Saturday, October 15, 2016

Desirable Properties for Data Depth Formulations

In a previous blog post here, I described data depth as a way to quantify how central or deep a member is within a distribution. While this description intuitively makes sense when we think of distributions of points in a Euclidean space, often, data depth formulations also deal with objects that are more abstract where it is not clear what could be considered "deep within a distribution". Having a clear set of desirable properties help in such cases to evaluate the utility of a depth formulation. In face such such properties, in addition to being used to characterize existing formulations of data depth, can also act as an aid for developing new depth formulations.

Zuo and Serfling proposed the following basic properties desired in any depth function. Typically depth formulations are shown to satisfy these properties under certain assumptions such as the distribution being continuous and angular symmetric. Angular symmetry just means that Prob[x] = Prob[-x] and by this definition, an angularly symmetric distribution must also have a center at the location where x=0. 

Zuo and Serfling's properties for depth formulations:

1. Null at infinity: Depth of a member falls to zero as its distance from the center of the distribution tends to infinity.
2. Maximum at center: Depth is maximum at the center of angular symmetry of the distribution.
3. Monotonicity: The depth falls off monotonically in the direction of any arbitrarily chosen center outward ray.
4. Affine invariance: The depth is invariant if the same affine transformation is performed for all members of the population.

There are also other properties associated with depth functions, in addition to those mentioned above, such as upper semicontinuity which means that the level sets of the depth evaluations across the population are a convex closure.
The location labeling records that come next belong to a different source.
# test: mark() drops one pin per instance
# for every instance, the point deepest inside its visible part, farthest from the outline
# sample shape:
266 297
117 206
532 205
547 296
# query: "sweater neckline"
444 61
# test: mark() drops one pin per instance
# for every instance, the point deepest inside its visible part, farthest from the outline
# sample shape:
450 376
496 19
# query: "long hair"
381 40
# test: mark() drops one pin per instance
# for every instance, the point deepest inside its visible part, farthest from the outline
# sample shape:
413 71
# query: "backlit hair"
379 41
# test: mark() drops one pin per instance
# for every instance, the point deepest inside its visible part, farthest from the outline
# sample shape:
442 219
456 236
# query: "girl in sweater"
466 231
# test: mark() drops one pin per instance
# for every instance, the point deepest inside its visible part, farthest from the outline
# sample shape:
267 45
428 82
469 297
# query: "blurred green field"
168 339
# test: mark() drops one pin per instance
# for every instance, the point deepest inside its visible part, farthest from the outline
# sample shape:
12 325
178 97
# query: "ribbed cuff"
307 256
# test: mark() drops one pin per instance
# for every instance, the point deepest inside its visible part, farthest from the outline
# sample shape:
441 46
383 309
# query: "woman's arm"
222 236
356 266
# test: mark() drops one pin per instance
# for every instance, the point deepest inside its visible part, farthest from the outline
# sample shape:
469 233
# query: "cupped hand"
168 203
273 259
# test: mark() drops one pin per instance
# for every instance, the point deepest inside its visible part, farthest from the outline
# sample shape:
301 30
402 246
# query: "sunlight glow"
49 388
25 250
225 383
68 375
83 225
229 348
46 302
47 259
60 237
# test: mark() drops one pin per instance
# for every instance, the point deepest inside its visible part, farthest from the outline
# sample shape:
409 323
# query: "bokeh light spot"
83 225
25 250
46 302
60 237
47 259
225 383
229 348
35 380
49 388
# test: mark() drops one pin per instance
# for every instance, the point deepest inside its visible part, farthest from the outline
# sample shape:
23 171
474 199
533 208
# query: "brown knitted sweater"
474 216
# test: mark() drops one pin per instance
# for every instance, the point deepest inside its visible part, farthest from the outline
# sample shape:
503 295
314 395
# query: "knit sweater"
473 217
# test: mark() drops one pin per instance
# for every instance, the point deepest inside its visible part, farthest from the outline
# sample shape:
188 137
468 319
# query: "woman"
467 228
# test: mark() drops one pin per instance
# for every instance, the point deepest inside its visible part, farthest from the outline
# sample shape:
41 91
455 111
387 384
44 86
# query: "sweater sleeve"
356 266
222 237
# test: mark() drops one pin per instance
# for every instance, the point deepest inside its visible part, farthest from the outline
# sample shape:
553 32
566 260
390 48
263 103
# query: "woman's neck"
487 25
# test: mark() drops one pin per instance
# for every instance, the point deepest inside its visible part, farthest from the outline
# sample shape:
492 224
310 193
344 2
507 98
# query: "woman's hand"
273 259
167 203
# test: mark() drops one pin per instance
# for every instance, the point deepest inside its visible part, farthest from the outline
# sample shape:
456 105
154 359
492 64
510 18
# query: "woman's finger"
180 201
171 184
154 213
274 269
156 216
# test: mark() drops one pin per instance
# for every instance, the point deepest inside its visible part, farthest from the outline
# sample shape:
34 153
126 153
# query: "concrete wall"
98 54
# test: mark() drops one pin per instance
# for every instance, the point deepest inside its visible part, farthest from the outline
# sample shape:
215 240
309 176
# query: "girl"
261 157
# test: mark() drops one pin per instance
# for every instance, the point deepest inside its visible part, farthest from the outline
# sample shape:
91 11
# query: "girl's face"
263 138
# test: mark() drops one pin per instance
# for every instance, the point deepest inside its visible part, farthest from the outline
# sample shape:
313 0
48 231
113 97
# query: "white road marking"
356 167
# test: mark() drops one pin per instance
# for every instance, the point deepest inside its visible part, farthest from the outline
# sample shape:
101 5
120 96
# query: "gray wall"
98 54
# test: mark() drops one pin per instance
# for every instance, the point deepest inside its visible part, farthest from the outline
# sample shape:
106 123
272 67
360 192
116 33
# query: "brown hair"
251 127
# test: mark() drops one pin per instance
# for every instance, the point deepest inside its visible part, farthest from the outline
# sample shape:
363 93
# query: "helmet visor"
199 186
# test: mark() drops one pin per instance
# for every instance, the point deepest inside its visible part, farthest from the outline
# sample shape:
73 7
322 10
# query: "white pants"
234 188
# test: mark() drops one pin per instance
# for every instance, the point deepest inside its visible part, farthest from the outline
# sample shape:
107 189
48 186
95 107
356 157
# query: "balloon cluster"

However, I don't think these are as critical as the ones above. For example, even the popular simplicial depth formulation does not satisfy upper semicontinuity. Furthermore, the absence of upper semicontinuity in itself is not a necessarily a drawback but in fact, depending on the application, it can enable the simplicial depth to be able to capture the structure of the distribution better than formulations that satisfy upper semicontinuity!

Finally, here is the link to Zuo and Serfling's paper for the formal descriptions of these properties: Zuo, Yijun; Serfling, Robert. General notions of statistical depth function. Ann. Statist. 28 (2000)